There was a huge impact too for the tourism industry. Footpaths were closed and as pyres continued to burn many people cancelled their trips to the Lake District and Dumfries and Galloway. Most countryside events, including the agricultural shows, were also abandoned that year.
As a reporter it was a time like no other. Our coverage went on daily throughout the whole seven months of the crisis and the many months of rebuilding afterwards. I hope, more than anything, that we met the need of people at the time for accurate information and explanation.
Twenty years on I look back with a sense of sorrow for what happened but also optimism about how communities can bounce back. For the 20th anniversary I have revisited many of the people and places that we went to in 2001.
I have heard of the lengths that farmers went to to rebuild, some diversifying and finding much greater success than ever before.
Tourism businesses quickly found themselves back to normal, aided by confidence-boosting holidays in Cumbria the following year by Tony Blair and Prince Charles.
Perhaps the most uplifting story is of the Watchtree Nature Reserve, created on the site of the Great Orton burial ground. Its journey from foot and mouth to being a popular visitor destination speaks volumes about the resilience of people in this region.

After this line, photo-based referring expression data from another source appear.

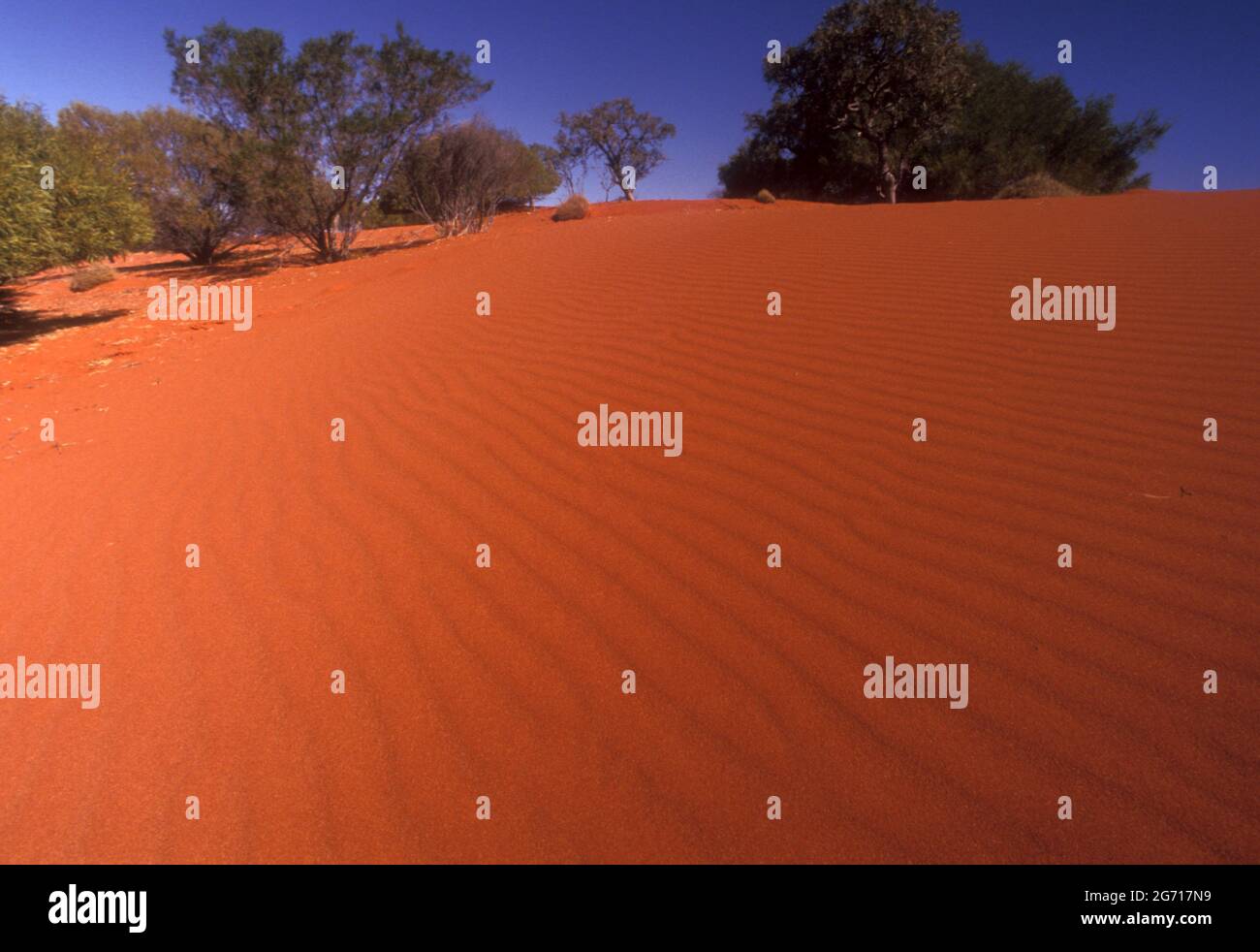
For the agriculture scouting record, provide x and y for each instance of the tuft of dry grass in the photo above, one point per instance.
(572, 208)
(91, 276)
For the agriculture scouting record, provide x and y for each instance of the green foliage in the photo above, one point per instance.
(28, 239)
(1038, 185)
(538, 175)
(889, 74)
(1016, 126)
(87, 213)
(1006, 128)
(91, 276)
(572, 208)
(616, 135)
(458, 176)
(193, 181)
(338, 104)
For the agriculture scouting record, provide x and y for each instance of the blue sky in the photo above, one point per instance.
(694, 62)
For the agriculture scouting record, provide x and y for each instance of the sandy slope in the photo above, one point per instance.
(507, 682)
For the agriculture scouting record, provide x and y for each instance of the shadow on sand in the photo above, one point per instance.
(17, 324)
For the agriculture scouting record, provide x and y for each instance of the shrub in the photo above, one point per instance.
(1037, 185)
(324, 128)
(91, 276)
(572, 208)
(458, 176)
(615, 134)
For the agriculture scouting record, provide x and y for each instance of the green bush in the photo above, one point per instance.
(91, 276)
(572, 208)
(1038, 185)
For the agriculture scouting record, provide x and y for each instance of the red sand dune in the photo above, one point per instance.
(505, 682)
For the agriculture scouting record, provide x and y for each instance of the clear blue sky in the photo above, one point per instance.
(694, 62)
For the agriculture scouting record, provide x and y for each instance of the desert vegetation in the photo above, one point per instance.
(882, 101)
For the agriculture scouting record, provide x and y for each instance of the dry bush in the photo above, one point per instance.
(1037, 185)
(572, 208)
(91, 276)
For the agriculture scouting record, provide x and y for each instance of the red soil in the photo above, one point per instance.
(505, 682)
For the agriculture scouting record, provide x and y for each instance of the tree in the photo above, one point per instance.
(566, 163)
(194, 183)
(1015, 126)
(617, 137)
(86, 210)
(538, 176)
(1008, 128)
(887, 72)
(28, 239)
(324, 129)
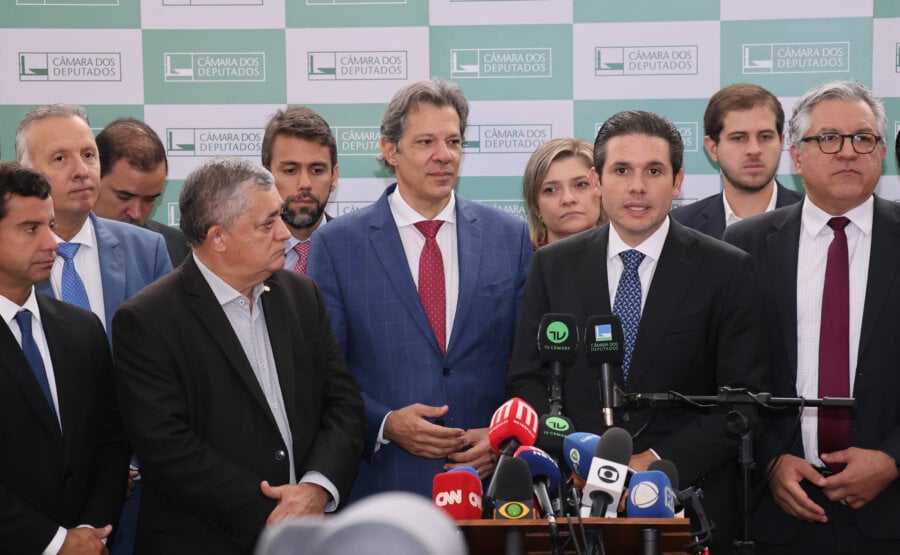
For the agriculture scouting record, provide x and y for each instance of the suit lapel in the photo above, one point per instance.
(385, 241)
(882, 268)
(210, 314)
(675, 272)
(13, 361)
(282, 338)
(782, 245)
(112, 268)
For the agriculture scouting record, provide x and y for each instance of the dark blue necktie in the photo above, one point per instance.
(627, 305)
(33, 355)
(72, 289)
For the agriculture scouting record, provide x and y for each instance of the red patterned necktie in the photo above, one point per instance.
(302, 250)
(431, 282)
(834, 342)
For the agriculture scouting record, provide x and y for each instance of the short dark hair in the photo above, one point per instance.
(132, 140)
(739, 97)
(302, 123)
(16, 179)
(639, 122)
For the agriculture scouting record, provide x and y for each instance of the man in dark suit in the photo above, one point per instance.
(133, 168)
(64, 456)
(300, 150)
(426, 324)
(834, 486)
(234, 393)
(693, 303)
(109, 260)
(744, 126)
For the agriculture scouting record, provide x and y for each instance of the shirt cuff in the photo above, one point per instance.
(319, 479)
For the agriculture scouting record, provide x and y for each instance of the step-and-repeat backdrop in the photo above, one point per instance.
(207, 74)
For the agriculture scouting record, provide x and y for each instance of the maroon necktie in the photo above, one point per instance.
(431, 282)
(302, 250)
(834, 342)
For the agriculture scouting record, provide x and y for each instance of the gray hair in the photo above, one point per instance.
(37, 114)
(434, 91)
(833, 90)
(214, 194)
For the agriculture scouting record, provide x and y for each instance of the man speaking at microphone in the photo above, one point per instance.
(688, 303)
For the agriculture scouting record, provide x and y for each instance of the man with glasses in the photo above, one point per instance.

William Little, a founding director of the reserve explained: "If anyone had told me 20 years ago what it was going to be like now I would never have believed them....it could have been something that was a blot on the landscape for the local community, whereas now it's an asset for the community."
Many have spoken about the parallels between the epidemic then and the current pandemic. Seeing how well Cumbria and southern Scotland rebounded from foot and mouth can, I believe, give us hope for a similar recovery from this current situation.